Maybe because of where it was, but the apartment became the center of my social scene. People would just come over, even just to take a piss if they happened to be in the neighborhood. One time, eight dudes I didn’t know who were all in a band asked if they could sleep over. “Sure.” That night, there were seven men just sleeping on our floor and one in the bathroom. All of our other friends were subletting or in between places or living with girlfriends. We had a big living room, and it wasn’t a dump, so everyone always came to us. There was enough space for 20 or 30 people. It became the spot for pregaming, but the pregame lasted from 5 to midnight. When we’d leave, we didn’t go far. I had a one-block bar crawl that was just 5th and 6th Streets in between A and B.
We had just moved into this apartment when Hurricane Sandy happened. We were in the flood zone but on the second floor. All the businesses near us closed early. We went to Sidewalk Cafe for our last meal before the storm hit. I didn’t think it could be that bad because I had never experienced hurricanes in the middle of the country. We went to Sunny and Annie’s Deli and grabbed two sandwiches and 15 bags of chips, just in case. Then the power went out, and when we woke up the next day, we walked uptown from the East Village to charge our phones. Everyone who lived downtown had to find places to stay. A girl I had been flirting with at Vice lived in Williamsburg, which wasn’t as affected by the storm, so I texted her, “Can I sleep over?”
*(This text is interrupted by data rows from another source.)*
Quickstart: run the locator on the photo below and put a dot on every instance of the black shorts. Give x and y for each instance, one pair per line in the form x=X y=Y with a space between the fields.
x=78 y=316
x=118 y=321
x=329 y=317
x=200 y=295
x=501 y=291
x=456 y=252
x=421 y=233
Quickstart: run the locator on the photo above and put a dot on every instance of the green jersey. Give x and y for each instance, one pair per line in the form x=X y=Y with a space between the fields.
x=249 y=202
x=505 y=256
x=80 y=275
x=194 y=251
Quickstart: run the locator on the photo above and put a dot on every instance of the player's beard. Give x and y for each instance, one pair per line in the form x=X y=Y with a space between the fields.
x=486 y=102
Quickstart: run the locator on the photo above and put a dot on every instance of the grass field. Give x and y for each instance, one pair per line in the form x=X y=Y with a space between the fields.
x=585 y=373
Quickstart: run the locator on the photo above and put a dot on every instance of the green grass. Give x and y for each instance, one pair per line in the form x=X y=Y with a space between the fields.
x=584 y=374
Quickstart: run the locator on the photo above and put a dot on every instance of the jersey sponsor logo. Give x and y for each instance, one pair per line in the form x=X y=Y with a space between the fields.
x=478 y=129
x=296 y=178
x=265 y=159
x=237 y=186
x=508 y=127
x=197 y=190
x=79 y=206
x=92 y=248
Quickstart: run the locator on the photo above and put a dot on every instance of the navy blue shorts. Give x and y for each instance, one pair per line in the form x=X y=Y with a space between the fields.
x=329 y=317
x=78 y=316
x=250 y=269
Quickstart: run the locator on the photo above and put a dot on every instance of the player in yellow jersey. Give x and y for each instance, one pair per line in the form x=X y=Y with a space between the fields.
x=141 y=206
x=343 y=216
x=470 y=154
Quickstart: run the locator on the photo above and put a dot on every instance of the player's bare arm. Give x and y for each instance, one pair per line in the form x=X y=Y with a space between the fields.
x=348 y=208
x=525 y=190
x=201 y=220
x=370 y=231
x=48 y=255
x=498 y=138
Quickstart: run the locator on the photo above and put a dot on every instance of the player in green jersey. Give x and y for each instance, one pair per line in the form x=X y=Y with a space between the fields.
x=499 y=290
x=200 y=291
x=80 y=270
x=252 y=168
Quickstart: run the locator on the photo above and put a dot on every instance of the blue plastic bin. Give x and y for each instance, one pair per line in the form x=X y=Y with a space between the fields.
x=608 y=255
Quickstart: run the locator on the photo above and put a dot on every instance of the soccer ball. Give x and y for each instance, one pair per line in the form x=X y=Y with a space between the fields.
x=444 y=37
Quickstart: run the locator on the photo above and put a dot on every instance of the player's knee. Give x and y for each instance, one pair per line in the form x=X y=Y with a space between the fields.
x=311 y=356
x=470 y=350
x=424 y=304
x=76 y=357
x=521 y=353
At a friend’s Vice going-away party, people were betting money in an arm-wrestling contest, which was sort of a common thing back then, but it was a toxic environment. I insisted I didn’t want to arm wrestle anyone because I was really good at it. I had been training for a good four or five months because I wanted to be able to strike up a conversation with people and win rounds at bars. Then, my deskmate challenged me. I accidentally broke his arm. As we were waiting at the hospital, he exhaled and said, “This is all karmic energy coming back to me.” He had been sleeping with my ex-girlfriend, the same Williamsburg girl from Vice I’d been having a situationship with before people called them situationships. He’d known all the details of the fling because we sat next to each other, and we’d talk about all of it. They’re married and have a kid now.